The 2018 IPALCO Notes and 2020 IPALCO Notes are secured by IPALCO’s pledge of all of the outstanding common stock of IPL.

Line of Credit

IPL entered into an amendment and restatement of its 5-year $250 million revolving credit facility in May 2014, and a further amendment and extension of the credit facility on October 16, 2015 (the “Credit Agreement”) with a syndication of banks. This Credit Agreement is an unsecured committed line of credit to be used: (i) to finance capital expenditures; (ii) to refinance indebtedness under the existing credit agreement; (iii) to support working capital; and (iv) for general corporate purposes. This agreement matures on October 16, 2020, and bears interest at variable rates as described in the Credit Agreement. It includes an uncommitted $150 million accordion feature to provide IPL with an option to request an increase in the size of the facility at any time prior to October 16, 2019, subject to approval by the lenders. Prior to execution, IPL and IPALCO had existing general banking relationships with the parties in this agreement. As of December 31, 2015 and 2014, IPL had $75.0 million and $0 million in outstanding borrowings on the committed line of credit, respectively.


24



Restrictions on Issuance of Debt 

All of IPL’s long-term borrowings must first be approved by the IURC and the aggregate amount of IPL’s short-term indebtedness must be approved by the FERC. IPL has approval from FERC to borrow up to $500 million of short-term indebtedness outstanding at any time through July 28, 2016. In December 2015, IPL received an order from the IURC granting IPL authority through December 31, 2018 to, among other things, issue up to $650 million in aggregate principal amount of long-term debt (inclusive of $260 million of first mortgage bonds issued in September 2015), refinance up to $196.5 million in existing indebtedness (inclusive of $90 million of unsecured notes issued in December 2015), have up to $500 million of long-term credit agreements and liquidity facilities outstanding at any one time, and, as an alternative to the sale of all or a portion of $65 million in principal amount of the long-term debt mentioned above, issue up to $65 million of new preferred stock. IPL also has restrictions on the amount of new debt that may be issued due to contractual obligations of AES and by financial covenant restrictions under our existing debt obligations. Under such restrictions, IPL is generally allowed to fully draw the amounts available on its credit facility, refinance existing debt and issue new debt approved by the IURC and issue certain other indebtedness.

Credit Ratings
 
Our ability to borrow money or to refinance existing indebtedness and the interest rates at which we can borrow money or refinance existing indebtedness are affected by our credit ratings. In addition, the applicable interest rates on IPL’s Credit Agreement and other unsecured notes (as well as the amount of certain other fees on the Credit Agreement and the 364-day unsecured notes) are dependent upon the credit ratings of IPL. Downgrades in the credit ratings of AES could result in IPL’s and/or IPALCO’s credit ratings being downgraded.

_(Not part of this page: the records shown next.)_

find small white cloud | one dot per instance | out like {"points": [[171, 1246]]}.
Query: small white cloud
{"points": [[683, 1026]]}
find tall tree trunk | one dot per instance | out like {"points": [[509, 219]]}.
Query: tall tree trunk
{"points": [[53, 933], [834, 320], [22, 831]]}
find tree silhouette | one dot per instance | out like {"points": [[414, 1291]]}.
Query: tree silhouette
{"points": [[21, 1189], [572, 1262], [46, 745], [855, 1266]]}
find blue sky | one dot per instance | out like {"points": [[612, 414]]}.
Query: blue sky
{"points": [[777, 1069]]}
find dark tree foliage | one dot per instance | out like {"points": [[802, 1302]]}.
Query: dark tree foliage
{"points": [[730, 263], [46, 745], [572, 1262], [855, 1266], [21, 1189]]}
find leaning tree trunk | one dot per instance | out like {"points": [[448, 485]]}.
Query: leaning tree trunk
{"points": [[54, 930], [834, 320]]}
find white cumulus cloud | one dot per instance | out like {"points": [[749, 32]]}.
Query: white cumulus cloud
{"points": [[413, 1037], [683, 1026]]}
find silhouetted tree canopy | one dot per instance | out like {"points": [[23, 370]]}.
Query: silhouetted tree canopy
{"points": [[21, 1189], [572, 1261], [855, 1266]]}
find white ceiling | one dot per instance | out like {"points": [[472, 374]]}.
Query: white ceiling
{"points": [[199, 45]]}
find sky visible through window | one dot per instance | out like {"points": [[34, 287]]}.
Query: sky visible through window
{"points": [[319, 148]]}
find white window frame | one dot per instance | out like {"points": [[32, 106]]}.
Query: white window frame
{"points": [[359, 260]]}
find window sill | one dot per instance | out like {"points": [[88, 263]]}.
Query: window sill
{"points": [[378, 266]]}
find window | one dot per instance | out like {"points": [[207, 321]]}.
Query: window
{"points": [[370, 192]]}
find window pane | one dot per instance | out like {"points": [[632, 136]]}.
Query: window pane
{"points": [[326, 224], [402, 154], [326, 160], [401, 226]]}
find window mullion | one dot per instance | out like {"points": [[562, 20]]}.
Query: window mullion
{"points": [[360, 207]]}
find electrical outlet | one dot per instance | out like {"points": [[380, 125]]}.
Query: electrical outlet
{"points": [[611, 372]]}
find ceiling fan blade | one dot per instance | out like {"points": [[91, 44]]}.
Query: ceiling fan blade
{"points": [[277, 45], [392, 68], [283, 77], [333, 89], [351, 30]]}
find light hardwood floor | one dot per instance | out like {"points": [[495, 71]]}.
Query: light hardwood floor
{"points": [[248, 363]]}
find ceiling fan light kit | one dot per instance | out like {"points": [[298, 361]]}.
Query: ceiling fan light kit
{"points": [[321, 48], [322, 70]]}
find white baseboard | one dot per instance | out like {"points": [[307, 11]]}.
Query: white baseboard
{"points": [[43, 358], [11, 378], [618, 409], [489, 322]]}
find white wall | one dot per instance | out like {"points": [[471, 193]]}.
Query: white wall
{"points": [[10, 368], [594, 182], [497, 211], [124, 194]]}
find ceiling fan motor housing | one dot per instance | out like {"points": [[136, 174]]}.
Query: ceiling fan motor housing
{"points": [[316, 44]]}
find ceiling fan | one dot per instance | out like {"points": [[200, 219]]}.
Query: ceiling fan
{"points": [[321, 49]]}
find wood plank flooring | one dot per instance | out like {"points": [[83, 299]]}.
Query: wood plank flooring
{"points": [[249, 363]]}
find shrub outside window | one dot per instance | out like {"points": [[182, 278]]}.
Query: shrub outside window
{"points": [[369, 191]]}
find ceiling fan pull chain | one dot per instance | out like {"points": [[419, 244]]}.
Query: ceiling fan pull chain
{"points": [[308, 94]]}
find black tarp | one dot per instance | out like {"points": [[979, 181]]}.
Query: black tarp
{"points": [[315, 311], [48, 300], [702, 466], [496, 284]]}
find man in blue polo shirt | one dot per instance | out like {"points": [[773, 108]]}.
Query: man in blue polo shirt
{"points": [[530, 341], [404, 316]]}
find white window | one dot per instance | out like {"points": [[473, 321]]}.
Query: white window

Accounts Receivable Securitization

IPL formed IPL Funding in 1996 as a special-purpose entity to purchase receivables originated by IPL pursuant to a receivables purchase agreement between IPL and IPL Funding. IPL Funding also entered into a sale facility as defined in the Receivables Sale Agreement, which matured as extended on October 24, 2012. At that time, the Purchasers replaced The Royal Bank of Scotland plc and Windmill Funding Corporation as Agent and Investor, respectively. On October 20, 2014, Citibank, as the sole Liquidity Provider, and CRC Funding entered into a Transfer Supplement pursuant to which Citibank assigned to CRC Funding, and CRC Funding assumed, all of Citibank’s Commitment and Purchase Interest, and accordingly, CRC Funding was both the Investor and a Liquidity Provider, referred to as the “Purchaser.”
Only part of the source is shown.